Minneapolis would add three staff members to ramp up enforcement of construction site rules, and builders would have to communicate better with neighbors as part of a plan to end a controversial moratorium on teardowns and rebuilds in the southwest corner of the city.
The city’s Planning and Zoning Committee voted Thursday to lift the moratorium and essentially replace it with the construction management plan. The moratorium remains in place until the full council votes on the changes next week.
“We want builders to build as if they lived next door,” said Doug Kress, director of development services for the city. “Hopefully, we’ll eliminate the complaints we’ve heard.”
Council Member Linea Palmisano, who invoked the moratorium March 7 in response to construction and design complaints she said were the dominant issue during her run for office last fall, praised Thursday’s vote. The moratorium, she said, led to long-needed intense negotiations in recent weeks involving residents, builders, architects and city officials, and produced the construction management agreement.
The moratorium, which builders and others had criticized for putting the brakes on a needed housing resurgence, could have been in place for a year. But it’s expected to be lifted by the council April 11 as it authorizes the construction agreement, which will require builders to agree to an informational meeting with neighbors before building, and to post contact information on site. In all, there are more than two dozen steps in the agreement that builders will have to sign.
While most of those requirements are already on the books, the council is also moving to step up the city’s enforcement, broadening the powers to tag violators and bringing two more staffers to the job. Three new inspectors will be added to the council’s next budget, Palmisano said.
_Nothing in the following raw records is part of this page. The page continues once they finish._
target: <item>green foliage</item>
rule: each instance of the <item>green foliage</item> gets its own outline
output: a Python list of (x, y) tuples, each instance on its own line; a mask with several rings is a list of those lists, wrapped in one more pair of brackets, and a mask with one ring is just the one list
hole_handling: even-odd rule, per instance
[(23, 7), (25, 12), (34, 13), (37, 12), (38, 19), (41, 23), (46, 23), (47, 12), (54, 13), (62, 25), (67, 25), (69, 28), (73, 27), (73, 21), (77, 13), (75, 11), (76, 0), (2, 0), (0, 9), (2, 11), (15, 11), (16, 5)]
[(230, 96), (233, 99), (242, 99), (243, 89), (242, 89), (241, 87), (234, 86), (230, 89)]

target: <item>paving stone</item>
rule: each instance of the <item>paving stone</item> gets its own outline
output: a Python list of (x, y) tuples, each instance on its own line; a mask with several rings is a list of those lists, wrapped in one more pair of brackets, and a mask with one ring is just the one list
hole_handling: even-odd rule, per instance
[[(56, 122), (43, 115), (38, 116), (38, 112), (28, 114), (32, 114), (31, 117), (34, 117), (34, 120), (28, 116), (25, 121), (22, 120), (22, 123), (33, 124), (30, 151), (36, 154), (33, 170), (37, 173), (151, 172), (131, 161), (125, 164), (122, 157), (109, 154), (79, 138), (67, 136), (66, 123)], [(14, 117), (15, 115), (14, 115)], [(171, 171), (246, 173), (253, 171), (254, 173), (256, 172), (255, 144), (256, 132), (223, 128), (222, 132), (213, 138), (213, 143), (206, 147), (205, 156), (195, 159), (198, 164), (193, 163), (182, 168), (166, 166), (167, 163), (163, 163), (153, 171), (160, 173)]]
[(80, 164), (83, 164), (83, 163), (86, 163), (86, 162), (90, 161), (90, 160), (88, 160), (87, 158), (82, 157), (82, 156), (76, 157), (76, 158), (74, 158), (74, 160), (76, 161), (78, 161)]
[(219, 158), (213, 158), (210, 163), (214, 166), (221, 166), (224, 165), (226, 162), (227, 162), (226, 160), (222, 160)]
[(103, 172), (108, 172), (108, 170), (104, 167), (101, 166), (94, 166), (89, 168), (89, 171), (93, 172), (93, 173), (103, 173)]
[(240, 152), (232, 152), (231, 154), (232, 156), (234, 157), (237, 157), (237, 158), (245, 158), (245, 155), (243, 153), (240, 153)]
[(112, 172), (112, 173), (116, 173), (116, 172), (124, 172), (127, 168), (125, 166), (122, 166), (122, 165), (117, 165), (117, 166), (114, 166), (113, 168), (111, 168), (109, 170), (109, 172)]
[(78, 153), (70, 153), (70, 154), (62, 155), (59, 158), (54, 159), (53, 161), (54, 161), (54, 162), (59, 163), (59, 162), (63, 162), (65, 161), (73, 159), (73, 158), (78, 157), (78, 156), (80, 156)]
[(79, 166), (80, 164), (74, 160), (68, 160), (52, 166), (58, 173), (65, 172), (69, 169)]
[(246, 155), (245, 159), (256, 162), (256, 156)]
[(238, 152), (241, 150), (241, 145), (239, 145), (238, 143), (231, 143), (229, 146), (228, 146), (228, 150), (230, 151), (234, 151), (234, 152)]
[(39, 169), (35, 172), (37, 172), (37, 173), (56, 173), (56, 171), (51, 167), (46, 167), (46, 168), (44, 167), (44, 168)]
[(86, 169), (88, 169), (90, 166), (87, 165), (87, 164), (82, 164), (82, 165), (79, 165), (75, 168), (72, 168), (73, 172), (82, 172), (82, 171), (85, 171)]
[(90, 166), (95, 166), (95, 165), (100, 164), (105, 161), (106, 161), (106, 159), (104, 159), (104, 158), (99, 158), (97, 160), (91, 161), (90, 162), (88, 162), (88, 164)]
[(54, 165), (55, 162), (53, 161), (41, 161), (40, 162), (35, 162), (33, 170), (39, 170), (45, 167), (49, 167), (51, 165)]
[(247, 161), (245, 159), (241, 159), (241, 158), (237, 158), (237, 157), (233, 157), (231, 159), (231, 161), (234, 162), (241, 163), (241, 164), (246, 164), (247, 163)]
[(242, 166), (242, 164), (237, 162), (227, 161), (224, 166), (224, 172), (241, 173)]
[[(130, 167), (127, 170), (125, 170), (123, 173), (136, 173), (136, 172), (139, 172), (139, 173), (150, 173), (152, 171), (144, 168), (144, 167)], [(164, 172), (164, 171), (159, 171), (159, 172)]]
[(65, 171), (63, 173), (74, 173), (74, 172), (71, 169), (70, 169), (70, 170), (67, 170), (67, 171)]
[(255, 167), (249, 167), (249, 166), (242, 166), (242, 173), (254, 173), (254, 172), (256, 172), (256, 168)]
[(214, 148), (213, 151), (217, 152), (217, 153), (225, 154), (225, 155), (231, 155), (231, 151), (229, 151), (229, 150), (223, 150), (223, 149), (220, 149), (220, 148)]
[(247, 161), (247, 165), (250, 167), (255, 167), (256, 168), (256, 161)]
Beyond the immediate adoption of the new plan, city officials will forge ahead with a study that could likely lead to zoning code changes which could result in stricter guidelines on the layout, design and size of infill housing across the entire city. Those changes could come back to the City Council for approval by summer, Palmisano said.
“I believe it was smart,” Palmisano said, answering criticism that the moratorium had been a political miscalculation two months into her first term. “Sometimes you need to legislate in order to negotiate.”
Council Member Lisa Goodman, in voting for the construction agreement and end to the moratorium, said the city needs to focus on construction enforcement.
“We have problems even in the best of circumstances,” she said, citing a project next door to her, on land she sold to a builder she chose. If builders want to “thumb their nose” at city requirements, they need to be told “there are other places to build,” Goodman added.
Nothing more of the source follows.